Após um bom sucesso com o filme original ‘Os Estranhos’, em 2008, dirigido por Bryan Bertino, a Lionsgate anunciou que teriam filmes que iriam contar outras histórias, mas seguindo a premissa da história. Com o projeto recebendo luz verde, o diretor Renny Harlin, conhecido por ‘Duro de Matar 2’ (1990) resolveu gravar os três filmes juntos, estrelados por Madeleine Petsch, conhecida especialmente por seu papel na série ‘Riverdale’ (2017-2023), com os filmes ‘Os Estranhos: Capítulo 1’ e ‘Os Estranhos: Capítulo 2’ sendo lançados em 2024 e 2025, respectivamente.

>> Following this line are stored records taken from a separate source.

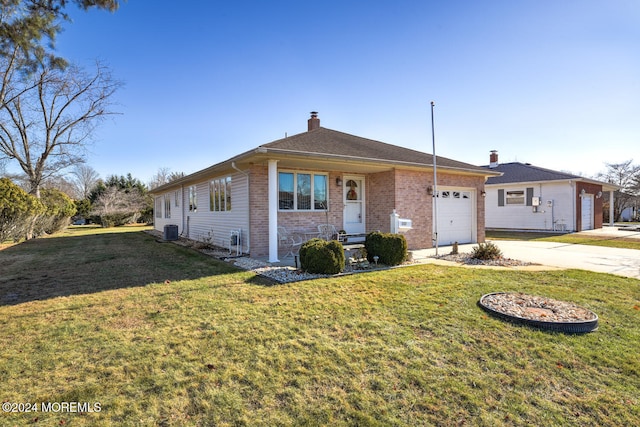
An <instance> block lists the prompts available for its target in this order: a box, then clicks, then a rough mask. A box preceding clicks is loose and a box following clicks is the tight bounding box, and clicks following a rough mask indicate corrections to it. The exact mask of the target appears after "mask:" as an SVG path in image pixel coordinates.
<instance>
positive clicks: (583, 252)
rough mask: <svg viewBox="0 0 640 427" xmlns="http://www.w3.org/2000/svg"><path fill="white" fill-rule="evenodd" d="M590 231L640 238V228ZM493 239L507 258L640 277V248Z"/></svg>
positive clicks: (431, 253) (422, 250)
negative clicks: (630, 247)
mask: <svg viewBox="0 0 640 427" xmlns="http://www.w3.org/2000/svg"><path fill="white" fill-rule="evenodd" d="M587 233H591V234H593V235H594V236H602V235H603V234H605V233H614V234H612V236H615V237H628V238H638V239H639V240H640V232H624V231H617V230H608V229H607V228H605V229H600V230H592V231H588V232H583V233H582V234H587ZM493 243H495V244H496V245H498V247H499V248H500V250H502V253H503V255H504V256H505V257H507V258H513V259H517V260H520V261H528V262H533V263H536V264H542V265H545V266H550V267H557V268H578V269H582V270H590V271H595V272H599V273H610V274H616V275H619V276H625V277H632V278H635V279H640V250H634V249H618V248H605V247H602V246H588V245H573V244H566V243H554V242H534V241H515V240H514V241H512V240H495V241H493ZM473 246H475V245H473V244H472V245H460V248H459V251H460V252H471V250H472V248H473ZM450 252H451V247H441V248H439V251H438V253H439V254H440V255H444V254H448V253H450ZM413 253H414V259H416V260H417V261H421V262H430V261H429V260H428V259H427V257H429V256H433V255H435V249H425V250H421V251H415V252H413ZM431 259H433V258H431Z"/></svg>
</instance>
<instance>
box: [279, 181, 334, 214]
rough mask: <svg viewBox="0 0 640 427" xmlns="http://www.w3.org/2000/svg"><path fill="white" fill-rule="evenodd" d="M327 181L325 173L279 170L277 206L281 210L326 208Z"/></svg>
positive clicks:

O filme segue as mesmas escolhas e mesmas ideias dos seus dois filmes anteriores. E, pra quem assistiu os outros filmes, sabe que isso é o maior problema. ‘Os Estranhos: Capítulo Final’ tenta se vender como o ápice de uma jornada que, na prática, nunca soube exatamente para onde estava indo. E talvez esse seja o maior problema desse filme em especial da trilogia, ele não conclui absolutamente nada. Repete fórmulas, os sustos, repete uma ideia de terror psicológico que já vinha esvaziada desde os capítulos anteriores e que chega neste último completamente oca. Existe uma insistência quase teimosa em tratar o filme como algo mais sofisticado do que ele realmente é. A proposta de um terror psicológico pode sugerir uma construção de atmosfera, tensão crescente, uma relação mais íntima com o medo. Mas o que vemos é justamente o oposto de medo. São cenas que parecem desconectadas, que não criam espaço para o desconforto do terror se instalar. O filme não constrói tensão, ele simplesmente joga situações violentas na tela e espera que isso seja suficiente.
A violência funciona como o artifício preguiçoso. Não há preparação, não tem impacto real na tela, apenas uma sucessão de momentos que parecem existir isoladamente, como se fossem recortes de ideias que nunca chegaram a ser desenvolvidas. É como assistir a um rascunho que foi filmado antes mesmo de ser revisado. A sensação constante é de um filme que está sempre tentando se justificar, tentando provar que aquela história faz sentido, mas sem nunca conseguir de fato sustentar isso. Os elementos que poderiam servir como pilares narrativos acabam se tornando apenas enfeites sem função. A igreja, as tatuagens, as máscaras, tudo parece carregado de uma intenção simbólica que nunca vira um símbolo. São signos que apontam para algo maior, mas esse “algo” simplesmente não existe. Dentro da decupagem, essas escolhas não se conectam de forma orgânica, resultando em uma narrativa que mais confunde do que instiga.

E isso se agrava ainda mais na forma como o filme é estruturado. A decisão de produzir os capítulos de forma conjunta talvez explique essa sensação de artificialidade constante. Em vez de uma história que evolui naturalmente, mesmo que tenha sido três filmes para ela poder se desenvolver, o que temos é um produto que parece montado em cima de encaixes forçados, como se cada parte tivesse sido pensada isoladamente e depois costurada sem muito cuidado. O resultado é um filme que não flui, que não cresce e que, principalmente, não deixa marcas.
As atuações também não ajudam a elevar o material. Não há aqui um trabalho interpretativo que consiga adicionar camadas ou oferecer algum tipo de leitura mais profunda. Os personagens existem apenas como peças funcionais dentro desse jogo, reagindo aos acontecimentos de maneira superficial, sem construção emocional ou complexidade.
No fim, “Os Estranhos: Capítulo Final”, e toda a trilogia de Renny Harlin, se resume a um amontoado de cenas que tentam simular uma experiência de terror, mas que nunca conseguem realmente provocar algo além de um leve cansaço. É um filme que quer parecer intenso a todo custo. E talvez o mais frustrante seja justamente o fato de que, mesmo no seu suposto encerramento, essa história nunca chegou a começar de verdade.